Scottish judges have substantially increased a fine payable by a construction company convicted last year of health and safety offences. Construction firm Discovery Homes (Scotland) Ltd were originally fined £5,000 following the death of Polish worker, Andrezej Freitag, in 2008 but now have to pay eight times the amount.

At the original hearing in June 2009, the company was found guilty of a breach of section 2(1) of the Health and Safety at Work Act 1974 for failing to safeguard Mr Freitag, who fell two storeys down an unprotected shaft on a housing construction site in Dundee.

The majority of the company’s funds for the Dundee development came from a bank overdraft facility. When the bank refused to make funds available to pay a fine, the Sheriff took the view that he could only look to small amounts of cash that the Company held in the bank. The turnover of the company in the year to September 2008 was £2.9m with accumulated profits of £283,000 but the accounts were neither requested by nor supplied to the Prosecution before the original sentencing hearing.
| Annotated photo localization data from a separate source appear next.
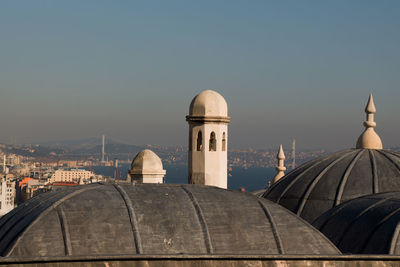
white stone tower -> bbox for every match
[129,149,166,184]
[186,90,230,189]
[271,144,286,184]
[356,93,383,149]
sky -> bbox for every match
[0,1,399,150]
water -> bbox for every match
[86,164,275,192]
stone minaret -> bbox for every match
[186,90,230,189]
[2,155,6,174]
[272,145,286,184]
[356,93,383,149]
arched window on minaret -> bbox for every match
[209,132,217,151]
[222,132,226,151]
[196,131,203,151]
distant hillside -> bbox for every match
[37,137,126,149]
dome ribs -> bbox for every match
[385,150,400,158]
[112,184,142,254]
[334,150,365,206]
[313,192,400,254]
[275,150,351,203]
[369,150,379,193]
[358,207,400,254]
[268,152,321,192]
[180,185,213,254]
[314,198,355,232]
[275,161,321,203]
[0,190,61,231]
[296,151,354,216]
[0,190,73,256]
[389,224,400,254]
[265,148,400,225]
[336,197,393,249]
[257,200,284,254]
[0,184,341,256]
[56,206,72,256]
[376,150,400,175]
[5,185,99,256]
[267,156,320,197]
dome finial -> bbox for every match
[356,93,382,149]
[365,93,376,113]
[272,145,286,184]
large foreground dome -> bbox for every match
[0,183,339,257]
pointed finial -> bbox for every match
[356,93,382,149]
[278,144,285,160]
[271,145,286,184]
[365,93,376,114]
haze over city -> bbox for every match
[1,1,399,150]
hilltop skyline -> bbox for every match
[1,1,399,150]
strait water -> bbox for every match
[86,164,275,192]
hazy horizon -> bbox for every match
[1,1,399,150]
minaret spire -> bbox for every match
[356,93,382,149]
[272,145,286,184]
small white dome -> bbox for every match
[189,90,228,117]
[131,149,165,174]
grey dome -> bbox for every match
[263,149,400,223]
[0,183,339,257]
[313,191,400,254]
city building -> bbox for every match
[49,169,95,184]
[0,176,15,217]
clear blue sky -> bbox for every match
[0,1,399,150]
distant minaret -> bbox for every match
[101,135,105,162]
[356,93,383,149]
[271,145,286,184]
[291,139,296,170]
[114,158,119,179]
[2,155,6,174]
[186,90,230,189]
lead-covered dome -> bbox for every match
[130,149,165,175]
[264,148,400,223]
[264,94,397,223]
[313,191,400,254]
[0,183,339,257]
[189,90,228,117]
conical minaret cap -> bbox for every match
[277,144,285,160]
[356,93,382,149]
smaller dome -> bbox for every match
[189,90,228,117]
[130,149,165,175]
[313,192,400,254]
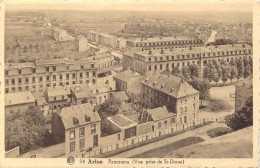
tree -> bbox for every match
[244,64,252,79]
[203,62,215,83]
[189,78,210,106]
[171,66,182,77]
[230,65,238,83]
[189,64,200,79]
[243,57,249,68]
[182,66,191,81]
[221,64,231,85]
[236,58,244,80]
[5,105,48,154]
[249,57,253,73]
[225,96,253,131]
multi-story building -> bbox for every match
[5,91,35,115]
[235,77,253,111]
[126,36,204,50]
[132,44,252,76]
[87,30,118,48]
[52,27,75,42]
[5,58,98,94]
[140,73,199,125]
[51,103,101,155]
[122,48,141,71]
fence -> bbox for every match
[77,116,224,158]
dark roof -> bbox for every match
[59,104,101,129]
[146,106,176,121]
[141,73,198,98]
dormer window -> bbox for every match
[84,115,91,122]
[73,117,79,125]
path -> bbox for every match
[112,122,227,158]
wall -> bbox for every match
[136,121,154,136]
[5,146,19,158]
[5,102,34,116]
[100,132,122,147]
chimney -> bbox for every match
[160,49,164,54]
[171,88,174,92]
[153,82,157,86]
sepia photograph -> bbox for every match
[2,0,255,162]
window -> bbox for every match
[25,86,29,91]
[70,141,75,152]
[86,72,89,78]
[149,65,151,71]
[180,107,183,114]
[91,64,94,68]
[164,120,167,128]
[72,73,76,79]
[66,74,69,80]
[53,75,56,81]
[91,124,96,134]
[193,103,196,111]
[54,97,56,101]
[5,70,8,75]
[39,76,43,82]
[5,88,9,93]
[18,78,22,84]
[25,77,29,83]
[5,79,9,85]
[170,117,175,124]
[79,127,85,137]
[70,130,75,140]
[79,138,85,149]
[80,73,83,78]
[12,79,15,85]
[154,65,157,70]
[32,68,36,73]
[93,72,96,77]
[60,75,63,80]
[160,64,162,70]
[184,116,187,123]
[185,106,187,112]
[53,66,56,71]
[18,69,21,74]
[32,77,35,83]
[66,66,69,70]
[158,122,162,129]
[92,79,96,84]
[193,113,196,119]
[118,134,121,140]
[46,66,49,72]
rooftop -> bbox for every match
[146,106,176,121]
[135,44,252,57]
[5,62,35,69]
[5,92,35,106]
[107,114,137,130]
[46,86,71,97]
[141,73,199,98]
[112,91,130,102]
[114,69,141,83]
[59,104,101,130]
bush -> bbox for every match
[225,96,253,131]
[206,127,232,138]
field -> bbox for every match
[164,126,253,158]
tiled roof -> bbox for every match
[46,86,71,97]
[114,69,141,83]
[141,73,198,98]
[59,104,101,130]
[112,91,129,102]
[146,106,176,121]
[127,76,142,95]
[107,114,137,129]
[5,92,35,106]
[123,48,142,58]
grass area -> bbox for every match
[206,127,232,138]
[130,137,204,158]
[166,126,253,158]
[206,99,233,112]
[97,121,212,158]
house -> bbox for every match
[70,84,96,105]
[107,114,138,140]
[139,106,176,132]
[45,86,71,113]
[51,103,101,155]
[33,92,49,117]
[140,73,200,125]
[235,77,253,111]
[5,92,35,115]
[5,146,20,158]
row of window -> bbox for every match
[70,125,96,140]
[5,79,96,93]
[146,50,251,62]
[136,40,203,47]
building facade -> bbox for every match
[51,103,101,155]
[140,73,200,125]
[235,77,253,111]
[126,36,204,50]
[132,44,252,76]
[5,59,98,94]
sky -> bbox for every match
[5,0,253,12]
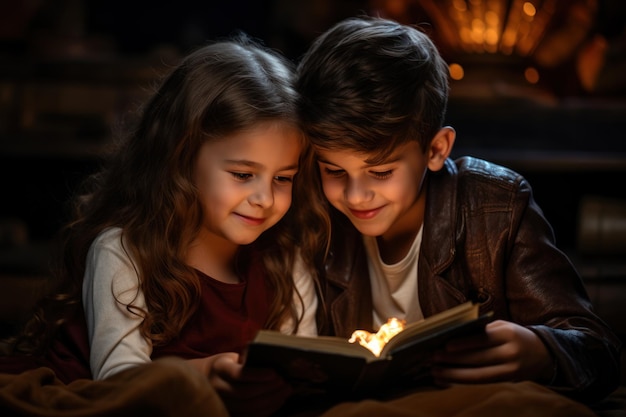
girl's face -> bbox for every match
[194,121,302,247]
[316,141,429,242]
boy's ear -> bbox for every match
[427,126,456,171]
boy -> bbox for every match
[296,16,621,404]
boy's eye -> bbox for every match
[371,170,393,179]
[230,172,252,181]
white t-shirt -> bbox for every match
[363,225,424,330]
[82,227,318,380]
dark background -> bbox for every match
[0,0,625,274]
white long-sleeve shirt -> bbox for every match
[82,227,318,380]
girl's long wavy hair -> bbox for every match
[10,34,328,353]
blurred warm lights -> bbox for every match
[375,0,600,90]
[417,0,594,60]
[449,63,465,80]
[524,66,540,84]
[522,2,537,17]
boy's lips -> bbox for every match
[349,206,382,219]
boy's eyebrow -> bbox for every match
[364,155,402,165]
[225,159,299,171]
[316,157,338,165]
[317,156,402,166]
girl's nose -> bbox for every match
[249,180,274,208]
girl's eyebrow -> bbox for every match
[225,159,299,171]
[278,163,299,171]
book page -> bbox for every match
[381,302,479,355]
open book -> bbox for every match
[242,302,493,395]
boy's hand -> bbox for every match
[189,352,293,417]
[430,320,554,385]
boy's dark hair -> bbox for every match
[296,16,450,160]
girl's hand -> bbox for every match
[430,320,554,385]
[188,352,293,417]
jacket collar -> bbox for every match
[422,158,459,275]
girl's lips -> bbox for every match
[349,207,382,220]
[236,213,265,226]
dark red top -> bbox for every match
[152,266,273,359]
[0,257,273,383]
[0,308,92,383]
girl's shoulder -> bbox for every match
[87,227,133,269]
[91,227,124,251]
[84,226,140,302]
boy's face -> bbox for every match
[316,141,429,240]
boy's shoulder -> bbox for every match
[450,156,525,187]
[427,156,534,220]
[430,156,532,205]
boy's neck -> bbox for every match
[376,189,426,264]
[376,227,421,264]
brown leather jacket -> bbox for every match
[316,156,621,403]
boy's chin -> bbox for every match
[351,221,388,238]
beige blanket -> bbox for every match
[0,358,599,417]
[0,357,228,417]
[317,382,599,417]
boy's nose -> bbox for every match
[344,178,373,205]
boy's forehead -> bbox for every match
[315,142,419,165]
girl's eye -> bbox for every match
[323,167,345,177]
[231,172,252,181]
[274,175,294,184]
[371,170,392,179]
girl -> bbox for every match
[2,34,326,417]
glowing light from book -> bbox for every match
[348,317,406,357]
On appeal, however, more detailed financial documentation was provided for the court, which was asked to consider evidence as to the personal wealth of company shareholders and directors’ pay. Armed with the new information, the appeal court, which also referred to the guidelines on sentencing in cases of corporate manslaughter issued by the Sentencing Guidelines Council in England, considered the company’s arrangements for paying each of its two directors – in the form of dividends or remuneration – a sum of £50,000 a year. In light of this, the court took the view that an appropriate fine for the company would be £40,000. In the case of director, Mr Pratt, the court was not persuaded that his personal fine for breaching section 37(1) of the HSWA was unduly lenient and so it remained at £4,000.

Dominic Graham, of DWF LLP’s Regulatory team said: “This case is the latest in a line of sentencing appeals that demonstrate the response of Prosecutors and the courts to public demands for increased fines for health and safety offences. Consequently, it is essential that companies facing a fine give thought at an early stage to the potentially wide-ranging financial information that they may need to put before the Courts.

“It is also an example of the need for companies to have access to and follow competent health and safety advice (which is a requirement of the Management of Health & Safety at Work Regulations 1999) and is indicative of the general increase in investigations and prosecutions of directors that we have been anticipating as well as the potential financial consequences for directors if either the company or one of its directors is convicted“.